Nach der Mittagspause stellte die Präsidentin den Festredner, Herrn Prof. Dr. Ralf Herbrich vor, der seit seiner Promotion an der TU Berlin im Jahr 2000 auf eine beeindruckende Karriere im Bereich der Grundlagenforschung in Großbritannien, den USA und Deutschland sowie sehr erfolgreiche Tätigkeit in der Entwicklung von künstlicher Intelligenz in Unternehmen wie Zalando und Amazon zurückblicken kann und Professor für Künstliche Intelligenz und Nachhaltigkeit sowie Geschäftsführer des Hasso-Plattner-Instituts Potsdam ist. Herr Herbrich hielt einen Vortrag zur künstlichen Intelligenz (KI).
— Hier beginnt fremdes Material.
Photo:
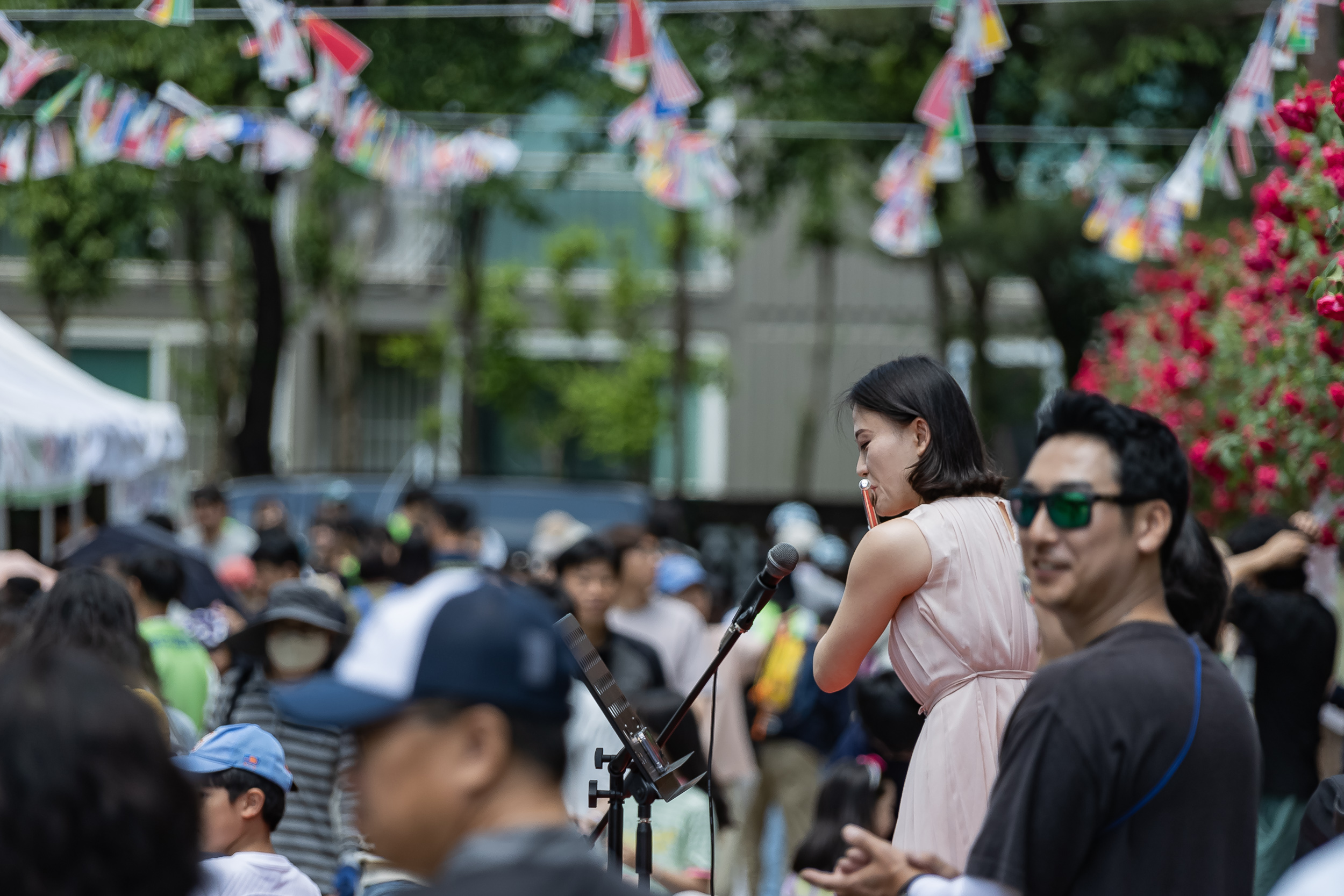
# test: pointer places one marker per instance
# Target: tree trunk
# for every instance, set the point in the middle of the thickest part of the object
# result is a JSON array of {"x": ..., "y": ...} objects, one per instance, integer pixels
[
  {"x": 58, "y": 312},
  {"x": 823, "y": 350},
  {"x": 941, "y": 303},
  {"x": 253, "y": 440},
  {"x": 343, "y": 374},
  {"x": 979, "y": 364},
  {"x": 217, "y": 370},
  {"x": 681, "y": 353},
  {"x": 471, "y": 235}
]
In der Forschung im Bereich der KI wird allmählich ein Wendepunkt erreicht, an dem die Vorhersagegenauigkeit nicht mehr das entscheidende Erfolgskriterium ist, sondern die Menge an Daten, Rechenleistung und letztlich Energie zum begrenzenden Faktor für künftige KI-Algorithmen wird. Die tiefgreifenden Auswirkungen dieses Wandels auf Aspekte des maschinellen Lernens auf Systemebene, auf Methodenebene und auf Theorieebene wurden erörtert und über Forschungsprobleme in jedem dieser drei Bereiche berichtet.
Nach dem Festvortrag erfolgten die Auszeichnungen. Die Gottfried-Wilhelm-Leibniz-Medaille erhielt Dr. Heinrich Niemann für sein Lebenswerk als politisch engagierter Mediziner. Die Daniel-Ernst-Jablonski-Medaille wurde dem Strukturgeologen und Tektonophysiker Prof. Dr. Reinhard O. Greiling für sein besonderes Engagement bei der Organisation von Vorträgen und Veranstaltungen unserer Gelehrtengesellschaft, insbesondere in der Veranstaltungsreihe zu kritischen Rohstoffen, und als Mitglied des Wissenschaftlichen Beirats verliehen. Der Bibliotheks- und Informationswissenschaftler Prof. Dr. Hans-Christoph Hobohm erhielt die Daniel-Ernst-Jablonski-Medaille für seinen großen Einsatz bei der Redaktion und Gestaltung der Homepage der Sozietät. Der Samuel-Mitja-Rapoport-Kooperationspreises ging an Prof. Dr. Siegfried Piotrowski für die Deutsche Gesellschaft für Kybernetik für seine Leistungen als Organisator von gemeinsamen Tagungen mit der Leibniz-Sozietät sowie als Herausgeber der entsprechenden Tagungsbände. Da Herr Piotrowski nicht anwesend sein konnte, nahm Kollege Klaus Fuchs-Kittowski den Preis stellvertretend für ihn entgegen.
Zum Abschluss des Leibniz-Tages gab es einen Umtrunk in der Eingangshalle der Archenhold-Sternwarte.